Halen Karşıyaka Spor Kulübü Divan Kurulunda Asbaşkan olan Aksu, sporu bıraktıktan sonra olta balıkçılığı tutkusunu keyifle sürdürdüğünü, “hiç kopmadığı sporu yakından takip etmeye” devam ettiğini sözlerine ekledi.

“Beni ben yapan engelli kardeşimdi”

Aksu, “Bir formayı 3 yıl giyiyorduk. Ne para ne pul; bir tek forma aşkı. Evde, kamplarda hangi yemek çıkarsa onu yiyorduk. Şimdi milli takım kamplarında sporcuların masörleri, masözleri, beslenme uzmanları var. Biz bahçede çalışan, fırsat bulduğunda idmana giden çocuklardık. Dua ederdik kamp olsun da 7 saat çalışabilelim diye. 1980’li yıllarda ne spor kültürümüz ne ayakkabımız ne de koşacak sahamız vardı. Toprak sahada antrenman yapardık” diye konuştu.
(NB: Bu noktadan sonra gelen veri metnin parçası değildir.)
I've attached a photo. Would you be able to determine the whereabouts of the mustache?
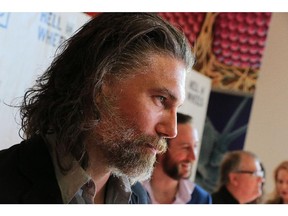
[154,138,167,154]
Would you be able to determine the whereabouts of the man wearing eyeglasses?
[212,150,264,204]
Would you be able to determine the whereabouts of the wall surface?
[245,13,288,199]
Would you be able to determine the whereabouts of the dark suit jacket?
[212,186,239,204]
[0,136,150,204]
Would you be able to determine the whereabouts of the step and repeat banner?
[179,70,211,180]
[0,13,90,149]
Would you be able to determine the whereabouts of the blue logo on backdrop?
[0,12,10,28]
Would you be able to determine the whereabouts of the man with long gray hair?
[0,13,194,203]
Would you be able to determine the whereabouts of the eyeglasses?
[234,170,264,178]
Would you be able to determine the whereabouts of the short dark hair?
[20,13,194,170]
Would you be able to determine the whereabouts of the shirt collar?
[46,134,132,204]
[46,134,91,204]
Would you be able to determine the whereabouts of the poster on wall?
[195,92,253,192]
[178,70,211,180]
[0,13,90,149]
[160,12,272,192]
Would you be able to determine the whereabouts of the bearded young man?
[0,13,194,203]
[143,113,212,204]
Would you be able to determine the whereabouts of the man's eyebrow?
[156,87,179,101]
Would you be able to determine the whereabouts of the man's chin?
[112,153,156,184]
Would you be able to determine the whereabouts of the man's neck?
[87,138,111,204]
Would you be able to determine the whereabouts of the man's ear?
[229,172,239,186]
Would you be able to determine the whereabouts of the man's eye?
[158,96,166,103]
[155,96,167,106]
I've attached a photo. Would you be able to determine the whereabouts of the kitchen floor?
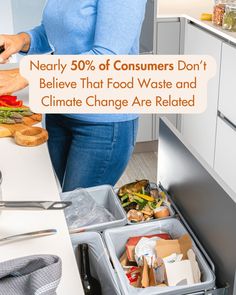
[116,152,157,187]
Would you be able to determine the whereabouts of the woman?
[0,0,146,191]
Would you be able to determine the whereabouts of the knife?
[0,229,57,243]
[0,201,72,210]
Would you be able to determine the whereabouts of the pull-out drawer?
[215,115,236,192]
[219,44,236,125]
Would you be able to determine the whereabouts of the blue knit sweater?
[28,0,147,122]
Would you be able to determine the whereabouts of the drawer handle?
[218,111,236,131]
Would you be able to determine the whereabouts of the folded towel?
[0,255,62,295]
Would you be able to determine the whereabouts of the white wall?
[11,0,46,33]
[0,0,13,34]
[157,0,214,18]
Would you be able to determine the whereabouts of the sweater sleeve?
[22,24,53,54]
[79,0,147,55]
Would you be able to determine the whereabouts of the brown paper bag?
[156,234,192,260]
Spora başladığında kendisine örnek aldığı kimse bulunmadığını anlatan Aksu, “Beni Semra Aksu yapan tek şey doğuştan engelli olan kardeşim Mehmet Aksu’dur. Biz beş kardeştik. Mehmet; hiç oturmadı, hiç konuşmadı, hiç yürümedi. Ben her yarışa giderken, yanaklarını öper ‘sen yürüyemiyorsun ama senin için rekor kırmaya gidiyorum’ derdim. 20 yaşına kadar yaşadı” derken duygulandı.
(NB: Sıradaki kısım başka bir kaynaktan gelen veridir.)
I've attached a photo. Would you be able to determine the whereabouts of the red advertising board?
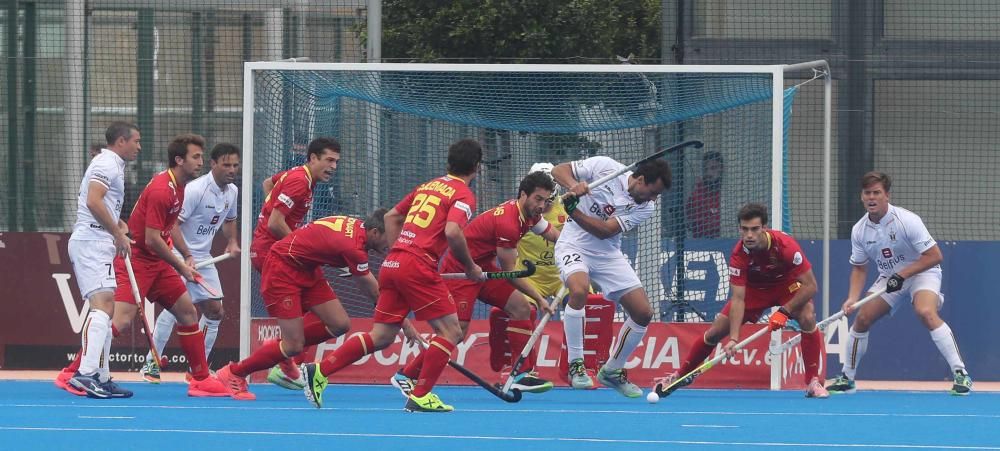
[250,319,824,389]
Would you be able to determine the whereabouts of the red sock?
[177,323,208,381]
[678,336,715,376]
[412,337,455,398]
[802,328,823,385]
[507,319,535,373]
[319,332,375,376]
[401,350,427,379]
[229,340,288,377]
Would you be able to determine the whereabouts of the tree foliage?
[382,0,661,63]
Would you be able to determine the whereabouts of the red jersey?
[392,175,476,266]
[250,166,314,255]
[271,216,368,276]
[128,169,184,258]
[684,180,722,238]
[729,230,812,289]
[443,199,551,272]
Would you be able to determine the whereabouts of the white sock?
[563,305,587,362]
[79,309,111,376]
[97,326,114,382]
[604,318,646,370]
[931,323,965,372]
[146,310,177,362]
[198,315,222,359]
[843,328,868,381]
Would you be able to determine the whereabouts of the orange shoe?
[188,376,232,398]
[55,368,87,396]
[215,363,257,401]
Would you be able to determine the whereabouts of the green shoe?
[511,371,552,393]
[597,365,642,398]
[403,393,455,412]
[826,373,856,395]
[139,360,160,384]
[951,370,972,396]
[569,359,594,390]
[300,363,330,409]
[267,365,306,390]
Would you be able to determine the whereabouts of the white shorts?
[868,271,944,315]
[69,239,118,300]
[173,249,225,304]
[555,241,642,301]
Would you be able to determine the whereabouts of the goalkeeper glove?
[563,194,580,215]
[885,273,904,293]
[767,307,790,330]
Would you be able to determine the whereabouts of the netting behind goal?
[243,66,818,328]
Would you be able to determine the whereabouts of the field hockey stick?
[501,285,567,393]
[563,139,705,200]
[194,252,233,269]
[768,288,885,355]
[653,326,771,398]
[419,340,521,403]
[441,260,535,280]
[125,255,160,371]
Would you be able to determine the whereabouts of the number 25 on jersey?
[406,193,441,229]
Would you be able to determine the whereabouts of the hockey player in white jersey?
[56,122,140,398]
[827,171,972,395]
[142,143,240,384]
[552,156,671,398]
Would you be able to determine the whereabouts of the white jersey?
[851,204,941,277]
[69,149,125,242]
[559,157,656,254]
[178,172,238,261]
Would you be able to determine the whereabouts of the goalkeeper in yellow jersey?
[490,163,569,371]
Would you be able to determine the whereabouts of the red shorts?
[115,252,187,310]
[444,266,515,321]
[260,256,337,319]
[719,281,802,323]
[373,251,455,324]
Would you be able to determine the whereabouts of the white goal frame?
[239,60,833,389]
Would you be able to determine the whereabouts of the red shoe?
[188,376,232,398]
[215,363,257,401]
[55,368,87,396]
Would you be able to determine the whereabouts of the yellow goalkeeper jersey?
[517,197,568,297]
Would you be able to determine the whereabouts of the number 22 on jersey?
[406,193,441,229]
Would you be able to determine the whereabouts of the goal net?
[241,62,825,368]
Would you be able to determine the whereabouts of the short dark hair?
[212,143,240,162]
[736,202,767,224]
[104,121,139,146]
[448,138,483,176]
[517,171,556,197]
[861,171,892,193]
[632,158,673,189]
[167,133,205,168]
[364,208,389,232]
[306,136,340,159]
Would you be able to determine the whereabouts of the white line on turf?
[0,404,1000,418]
[0,426,1000,451]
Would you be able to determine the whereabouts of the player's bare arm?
[382,208,406,247]
[87,182,132,257]
[222,221,240,257]
[497,247,555,314]
[260,177,274,196]
[267,208,292,240]
[569,210,622,240]
[446,221,484,281]
[170,220,194,268]
[841,264,868,315]
[146,227,198,282]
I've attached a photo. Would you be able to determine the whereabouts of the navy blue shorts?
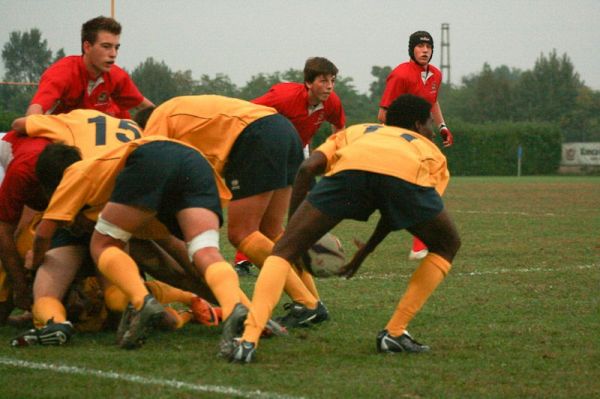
[110,141,223,238]
[223,114,304,200]
[307,170,444,230]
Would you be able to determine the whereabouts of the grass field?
[0,177,600,399]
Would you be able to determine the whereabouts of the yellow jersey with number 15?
[25,109,143,159]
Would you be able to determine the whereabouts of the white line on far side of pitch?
[352,263,600,280]
[0,357,300,399]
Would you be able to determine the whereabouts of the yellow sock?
[146,280,196,305]
[238,231,318,309]
[104,285,129,312]
[240,288,251,309]
[204,261,242,320]
[32,296,67,328]
[165,306,192,330]
[242,256,294,343]
[292,268,320,302]
[98,247,148,310]
[385,252,451,337]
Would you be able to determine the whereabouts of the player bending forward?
[229,95,460,363]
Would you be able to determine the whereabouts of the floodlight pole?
[517,144,523,177]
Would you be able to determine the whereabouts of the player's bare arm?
[0,221,32,310]
[30,219,63,270]
[288,151,327,218]
[339,219,391,279]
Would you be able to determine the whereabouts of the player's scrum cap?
[408,30,433,61]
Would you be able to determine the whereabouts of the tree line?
[0,28,600,142]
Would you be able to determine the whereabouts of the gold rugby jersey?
[144,95,277,174]
[25,109,143,159]
[315,124,450,195]
[43,136,231,231]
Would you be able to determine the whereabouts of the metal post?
[517,144,523,177]
[440,23,450,85]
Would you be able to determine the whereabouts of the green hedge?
[443,122,563,176]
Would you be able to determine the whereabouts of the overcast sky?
[0,0,600,92]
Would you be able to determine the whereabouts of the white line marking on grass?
[0,357,308,399]
[450,209,561,217]
[352,263,600,280]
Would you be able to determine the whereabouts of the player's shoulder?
[108,64,131,80]
[429,64,442,73]
[270,82,306,95]
[42,55,82,79]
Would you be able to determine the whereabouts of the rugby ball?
[303,233,346,277]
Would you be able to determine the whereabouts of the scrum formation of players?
[0,17,460,363]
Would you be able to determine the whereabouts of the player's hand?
[338,238,366,279]
[12,282,33,310]
[440,123,454,147]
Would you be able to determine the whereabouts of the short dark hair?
[81,15,121,52]
[35,143,81,197]
[133,107,156,129]
[385,94,431,130]
[304,57,338,83]
[408,30,433,62]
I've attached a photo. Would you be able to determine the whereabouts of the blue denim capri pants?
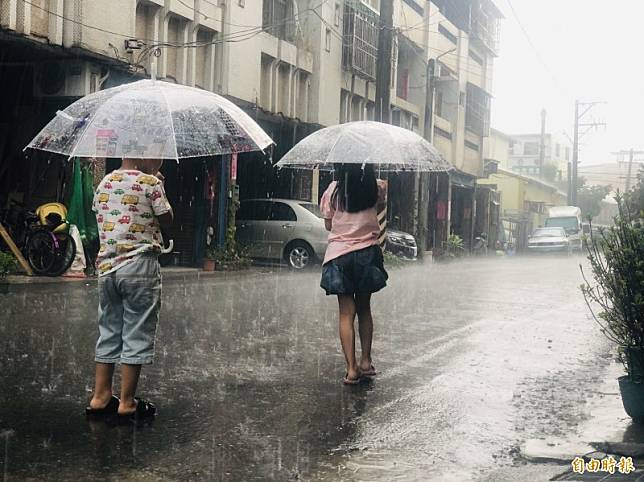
[95,254,161,365]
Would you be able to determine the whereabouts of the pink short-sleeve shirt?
[320,180,386,264]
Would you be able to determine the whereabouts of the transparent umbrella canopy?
[25,80,273,160]
[276,121,452,172]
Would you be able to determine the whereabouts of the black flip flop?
[342,373,362,385]
[85,395,121,417]
[118,397,157,423]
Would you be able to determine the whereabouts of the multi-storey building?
[0,0,501,264]
[503,133,572,182]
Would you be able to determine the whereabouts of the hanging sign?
[230,152,237,181]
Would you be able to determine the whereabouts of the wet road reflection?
[0,258,607,480]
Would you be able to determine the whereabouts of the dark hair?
[331,164,378,213]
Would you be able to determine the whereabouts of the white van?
[546,206,582,251]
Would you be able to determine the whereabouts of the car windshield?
[300,203,322,219]
[546,216,579,233]
[532,228,566,238]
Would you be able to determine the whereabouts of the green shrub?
[445,234,465,258]
[581,196,644,373]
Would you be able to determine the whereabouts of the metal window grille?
[342,2,378,80]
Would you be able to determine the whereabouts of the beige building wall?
[0,0,494,176]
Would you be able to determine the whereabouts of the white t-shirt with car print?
[92,170,170,276]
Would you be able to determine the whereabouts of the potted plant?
[444,234,465,260]
[203,246,217,271]
[214,248,251,271]
[581,195,644,423]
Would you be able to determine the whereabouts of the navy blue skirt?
[320,245,389,295]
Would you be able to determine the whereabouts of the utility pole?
[539,109,546,177]
[626,149,634,192]
[424,59,436,142]
[375,0,394,124]
[569,100,606,206]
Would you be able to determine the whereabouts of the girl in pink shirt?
[320,164,388,385]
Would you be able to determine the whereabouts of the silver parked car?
[236,199,329,269]
[236,199,418,269]
[528,228,572,254]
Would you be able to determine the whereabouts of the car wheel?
[284,241,315,270]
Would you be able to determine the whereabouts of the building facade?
[0,0,501,264]
[503,133,572,182]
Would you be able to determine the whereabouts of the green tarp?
[67,158,98,249]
Kadınlara imkan verilirse başarırlar

Sporda kadınların son yıllardaki başarılarından gurur duyduğunu belirten Aksu, bugüne kadar göz ardı edilen kadınların imkan verildiğinde büyük başarılara imza attıklarını, haklarını sök söke aldıklarını kaydetti. Bu yıl ilk kez Paris Olimpiyatlarına katılan kadın sporcu sayısının erkeklerden fazla olduğuna dikkati çeken Aksu, kadınların daha çok kürsüye çıkmasını, özellikle atletizm, boks, masa tenisi ve okçulukta madalya beklediğini vurguladı. Sporda kadınların büyük başarılar yakalayacağını, voleybolda ‘Filenin Sultanları’na’ alt kategorilerden gelen gruplarla güçlenerek devam edeceğini anlatan Aksu, ayrıca hentbolda, boksta ve güreşte Türk kadın sporcularının gelecekte daha iyi yerlerde olacağını vurguladı. 
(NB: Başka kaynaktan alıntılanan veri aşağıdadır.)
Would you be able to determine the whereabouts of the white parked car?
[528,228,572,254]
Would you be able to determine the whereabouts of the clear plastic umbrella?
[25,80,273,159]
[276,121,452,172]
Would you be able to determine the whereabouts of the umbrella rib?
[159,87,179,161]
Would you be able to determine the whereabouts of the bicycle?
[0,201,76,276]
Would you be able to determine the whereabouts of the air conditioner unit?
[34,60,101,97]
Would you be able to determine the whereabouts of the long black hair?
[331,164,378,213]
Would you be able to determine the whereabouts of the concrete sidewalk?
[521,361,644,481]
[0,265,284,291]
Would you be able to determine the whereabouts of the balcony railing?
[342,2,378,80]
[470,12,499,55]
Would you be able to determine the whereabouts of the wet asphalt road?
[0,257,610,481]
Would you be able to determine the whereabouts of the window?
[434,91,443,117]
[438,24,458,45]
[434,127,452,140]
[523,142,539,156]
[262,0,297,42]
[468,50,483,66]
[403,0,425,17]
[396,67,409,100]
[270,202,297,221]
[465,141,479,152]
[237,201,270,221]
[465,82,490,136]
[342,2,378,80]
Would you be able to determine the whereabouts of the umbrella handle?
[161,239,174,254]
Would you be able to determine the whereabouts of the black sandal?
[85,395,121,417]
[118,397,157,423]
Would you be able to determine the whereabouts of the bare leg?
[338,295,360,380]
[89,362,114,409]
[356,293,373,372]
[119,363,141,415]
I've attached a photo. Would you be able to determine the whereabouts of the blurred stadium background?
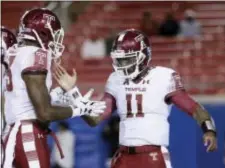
[1,1,225,168]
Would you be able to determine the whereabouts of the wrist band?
[67,87,82,99]
[201,118,216,133]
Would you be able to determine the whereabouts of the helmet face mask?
[18,8,64,59]
[48,28,65,59]
[111,29,151,79]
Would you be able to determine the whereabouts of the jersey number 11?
[126,94,144,118]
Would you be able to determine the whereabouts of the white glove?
[70,89,106,117]
[50,87,71,106]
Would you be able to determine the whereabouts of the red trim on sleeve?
[22,66,48,75]
[101,92,116,120]
[170,91,198,116]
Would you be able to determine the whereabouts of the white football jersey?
[4,46,52,124]
[105,67,183,146]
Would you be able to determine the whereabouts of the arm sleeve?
[170,90,198,116]
[165,71,185,104]
[100,92,116,120]
[22,49,48,74]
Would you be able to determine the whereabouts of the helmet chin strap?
[32,29,46,50]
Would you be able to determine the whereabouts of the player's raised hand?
[203,132,217,152]
[53,64,77,91]
[83,88,94,100]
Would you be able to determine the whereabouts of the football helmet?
[111,29,151,79]
[1,26,17,64]
[18,8,64,58]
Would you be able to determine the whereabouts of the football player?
[3,8,105,168]
[53,29,217,168]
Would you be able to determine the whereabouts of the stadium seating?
[2,1,225,94]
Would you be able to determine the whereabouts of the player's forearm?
[40,106,73,121]
[193,105,211,125]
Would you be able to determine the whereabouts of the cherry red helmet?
[111,29,151,79]
[1,26,17,63]
[18,8,64,58]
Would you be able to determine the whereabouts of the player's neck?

Çocuklar evlerinin şampiyonu olsun

Türkiye’nin, imkanların artmasıyla sporda daha büyük başarılar elde edeceğine inancını dile getiren Aksu, ailelerden çocuklarını mutlaka sporla tanıştırmalarını istedi. Herkesin şampiyon olamayacağını, ancak sporun bir kültür olduğunu ve hem bedenin hem ruhen bir çok faydası olduğunu vurgulayan Aksu ailelere şöyle seslendi:

“Spor mekanlarımız arttı, çok iyi kulüplerimiz var.  Artık her ilde yaz spor okulları açılıyor. Aileler, çocuklarını her yıl farklı branşlarda yaz okullarına göndersin ve hangi branşa seçeceklerine kendileri karar versin. Çocuklar ve gençler spor kültürünün içinde kalsın. Çocuklar; kentinin, bölgenin ya da ülkenin değil evlerinin şampiyonu olsun.”